Выглядел он как обычно: такой же спокойный, замкнутый. Только в глаза старался не смотреть.
— Что случилось? — спросил Георгий.
— Ничего.
— Что-то произошло?
— Нет.
— Дома?
Юра отрицательно мотнул головой.
— Тогда в чем дело? К чему такая спешка? Да говори ты, не телись!
Юра поднял глаза, во взгляде светилась обида и… ненависть.
— Вы подпишете заявление, товарищ майор?
Гольцов, стараясь казаться равнодушным, сухо ответил:
— Это не ко мне. Это в приемную к Полонскому.
— Слушаюсь!
Юра забрал заявление и вышел. Ни объяснений, ни оправданий… Гордый.

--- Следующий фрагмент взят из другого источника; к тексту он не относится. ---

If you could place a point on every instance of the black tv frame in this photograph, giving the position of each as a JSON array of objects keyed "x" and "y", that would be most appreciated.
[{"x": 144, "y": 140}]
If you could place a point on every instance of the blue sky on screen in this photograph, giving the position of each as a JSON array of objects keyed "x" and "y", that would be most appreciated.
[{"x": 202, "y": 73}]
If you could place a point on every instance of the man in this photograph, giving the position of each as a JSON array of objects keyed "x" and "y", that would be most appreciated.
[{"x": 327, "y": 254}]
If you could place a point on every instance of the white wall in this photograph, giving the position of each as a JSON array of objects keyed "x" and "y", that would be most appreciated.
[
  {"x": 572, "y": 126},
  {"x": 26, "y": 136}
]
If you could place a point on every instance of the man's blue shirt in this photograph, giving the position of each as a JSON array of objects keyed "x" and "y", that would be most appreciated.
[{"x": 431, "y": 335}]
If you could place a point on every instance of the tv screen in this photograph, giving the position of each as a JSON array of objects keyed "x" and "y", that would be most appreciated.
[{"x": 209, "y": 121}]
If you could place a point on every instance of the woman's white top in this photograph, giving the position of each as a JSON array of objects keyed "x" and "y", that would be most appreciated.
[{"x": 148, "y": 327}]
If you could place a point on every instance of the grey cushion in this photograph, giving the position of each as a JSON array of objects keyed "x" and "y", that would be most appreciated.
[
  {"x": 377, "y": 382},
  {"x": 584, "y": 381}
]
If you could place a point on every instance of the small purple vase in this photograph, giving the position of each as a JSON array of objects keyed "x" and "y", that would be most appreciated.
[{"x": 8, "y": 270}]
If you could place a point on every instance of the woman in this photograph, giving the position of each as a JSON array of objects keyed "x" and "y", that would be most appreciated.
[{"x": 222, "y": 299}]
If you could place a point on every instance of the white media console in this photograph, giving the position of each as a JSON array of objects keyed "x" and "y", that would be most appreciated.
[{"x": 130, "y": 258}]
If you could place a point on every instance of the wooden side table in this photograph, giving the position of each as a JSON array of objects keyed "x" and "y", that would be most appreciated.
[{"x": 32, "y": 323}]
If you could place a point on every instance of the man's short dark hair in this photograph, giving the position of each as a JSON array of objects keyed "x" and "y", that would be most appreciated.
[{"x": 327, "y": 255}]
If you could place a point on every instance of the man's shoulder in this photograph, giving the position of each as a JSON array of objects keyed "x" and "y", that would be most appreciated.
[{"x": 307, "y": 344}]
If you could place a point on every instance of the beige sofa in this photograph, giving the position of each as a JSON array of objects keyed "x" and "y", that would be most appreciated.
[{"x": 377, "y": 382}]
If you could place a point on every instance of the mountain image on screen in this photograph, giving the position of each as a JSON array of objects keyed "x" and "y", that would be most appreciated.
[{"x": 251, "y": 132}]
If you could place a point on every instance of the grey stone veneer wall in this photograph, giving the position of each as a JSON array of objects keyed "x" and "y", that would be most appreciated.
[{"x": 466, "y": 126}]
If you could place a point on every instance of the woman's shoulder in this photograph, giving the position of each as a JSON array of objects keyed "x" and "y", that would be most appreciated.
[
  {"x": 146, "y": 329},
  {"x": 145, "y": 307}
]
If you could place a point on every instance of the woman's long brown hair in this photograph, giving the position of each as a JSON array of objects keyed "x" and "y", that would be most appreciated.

За то годы, что Гольцов проработал в Интерполе, личный состав сотрудников здорово поменялся, и редко кто уходил без объяснения причин, разве когда гнать надо было такого работничка в шею. При увольнении все чувствовали себя немного виноватыми перед коллегами и напоследок старались расшаркаться. Бросаю, мол, работу, но не родной коллектив. Малышев отличился. Взял и ушел, не сказав никому ни слова. А мог бы и объясниться: так, мол, и так, хорошая работа подвернулась, жаль упускать шанс, войди в мое положение… Ведь знал, что у Гольцова к нему отношение скорее дружеское, чем деловое. И тем не менее…
В бюро на его увольнение никто не обратил особого внимания. Исчез человек и исчез, нашел какое-то другое место. Всем известно: рыба ищет, где глубже, а человек — где лучше — и за это не осуждают. А Георгий тогда обиделся на Малышева, хоть виду и не подал. Да, было обидно, потому что Малышев бросил не просто работу, а именно — людей.